(Bloomberg) — Argentina’s plans to lure investors to finance shale oil and gas infrastructure can withstand short-term political risk, according the country’s energy chief, Daniel Gonzalez.

A drilling rig shown in the Vaca Muerta shale region of Argentina. Image: YPF
President Javier Milei’s sweeping market-oriented reforms over the past two years have helped shale producers and transporters access global credit, including a signature project-finance deal for a pipeline to export crude. But after voters in Argentina’s biggest province took the wind out of Milei’s sails in a Sept. 7 election, and gave a boost to the leftist opposition, markets have sold off and the country’s risk premium has jumped.

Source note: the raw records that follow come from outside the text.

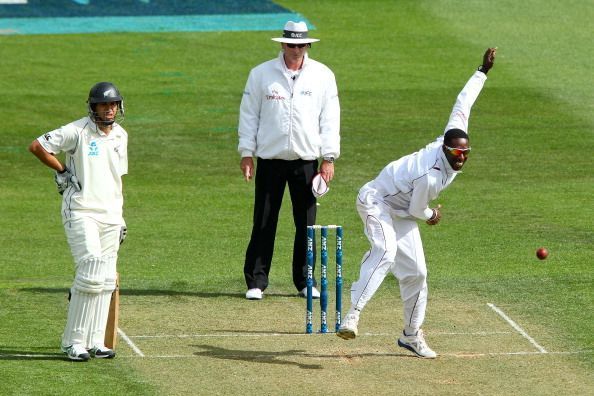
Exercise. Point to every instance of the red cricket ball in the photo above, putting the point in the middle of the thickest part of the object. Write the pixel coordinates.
(542, 253)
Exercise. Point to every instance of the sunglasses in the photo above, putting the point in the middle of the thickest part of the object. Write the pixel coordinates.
(456, 151)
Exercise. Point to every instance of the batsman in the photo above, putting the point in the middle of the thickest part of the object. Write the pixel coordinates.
(390, 207)
(90, 182)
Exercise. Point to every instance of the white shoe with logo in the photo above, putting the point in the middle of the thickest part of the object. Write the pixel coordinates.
(254, 294)
(416, 344)
(76, 352)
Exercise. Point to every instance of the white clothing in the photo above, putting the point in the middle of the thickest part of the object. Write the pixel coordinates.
(288, 119)
(89, 238)
(92, 221)
(410, 183)
(389, 207)
(98, 161)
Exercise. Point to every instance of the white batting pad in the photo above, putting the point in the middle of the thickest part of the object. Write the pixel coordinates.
(96, 335)
(85, 292)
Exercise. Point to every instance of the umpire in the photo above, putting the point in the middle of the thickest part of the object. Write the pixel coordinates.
(289, 118)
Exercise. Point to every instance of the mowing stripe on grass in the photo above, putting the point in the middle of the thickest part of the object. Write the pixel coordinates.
(130, 343)
(517, 327)
(478, 333)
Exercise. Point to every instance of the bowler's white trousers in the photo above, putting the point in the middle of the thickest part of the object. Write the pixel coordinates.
(396, 247)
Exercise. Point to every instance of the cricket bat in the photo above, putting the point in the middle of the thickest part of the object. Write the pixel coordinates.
(111, 330)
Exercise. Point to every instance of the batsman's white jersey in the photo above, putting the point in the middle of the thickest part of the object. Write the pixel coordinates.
(390, 206)
(99, 161)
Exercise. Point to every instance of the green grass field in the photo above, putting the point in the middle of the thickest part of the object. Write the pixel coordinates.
(399, 66)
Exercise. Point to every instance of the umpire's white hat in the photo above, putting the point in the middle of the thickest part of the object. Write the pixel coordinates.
(295, 33)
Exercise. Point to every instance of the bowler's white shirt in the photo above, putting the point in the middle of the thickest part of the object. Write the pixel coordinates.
(99, 161)
(408, 184)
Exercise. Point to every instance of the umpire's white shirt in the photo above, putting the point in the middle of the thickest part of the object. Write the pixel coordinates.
(286, 118)
(407, 185)
(99, 161)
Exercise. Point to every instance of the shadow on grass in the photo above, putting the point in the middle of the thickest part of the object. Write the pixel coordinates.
(14, 354)
(256, 356)
(282, 357)
(161, 292)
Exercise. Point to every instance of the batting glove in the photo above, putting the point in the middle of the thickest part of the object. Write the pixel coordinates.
(436, 216)
(123, 234)
(66, 179)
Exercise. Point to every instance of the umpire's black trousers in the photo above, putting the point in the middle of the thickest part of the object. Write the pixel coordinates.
(271, 178)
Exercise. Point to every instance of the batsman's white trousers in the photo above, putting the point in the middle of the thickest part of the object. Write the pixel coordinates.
(94, 247)
(396, 247)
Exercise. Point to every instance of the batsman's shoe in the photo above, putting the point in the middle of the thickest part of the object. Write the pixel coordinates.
(315, 293)
(416, 344)
(254, 294)
(102, 352)
(76, 352)
(348, 328)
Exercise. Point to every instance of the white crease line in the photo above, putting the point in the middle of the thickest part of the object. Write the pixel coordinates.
(517, 327)
(379, 355)
(483, 333)
(130, 343)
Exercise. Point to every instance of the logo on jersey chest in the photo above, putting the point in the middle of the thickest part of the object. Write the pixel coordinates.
(275, 95)
(93, 149)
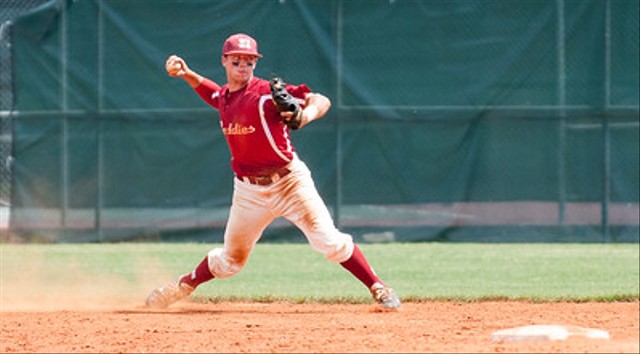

“When you build a pipeline for the next 20 or 30 years, you’re not looking at a provincial election last week,” Gonzalez said on the sidelines of an event in Buenos Aires. “It might not be the time to issue debt, but, while you have an open economy, it doesn’t impact long-term projects at all.”
Shale producers are still trying to firm up several major projects, including a new pipeline to supply floating liquefaction units and an even-more ambitious LNG terminal.
Argentine shale investors need future governments to “maintain free-market policies,” Ana Simonato, Chevron Corp.’s country manager in Argentina said this week at a separate Buenos Aires oil conference.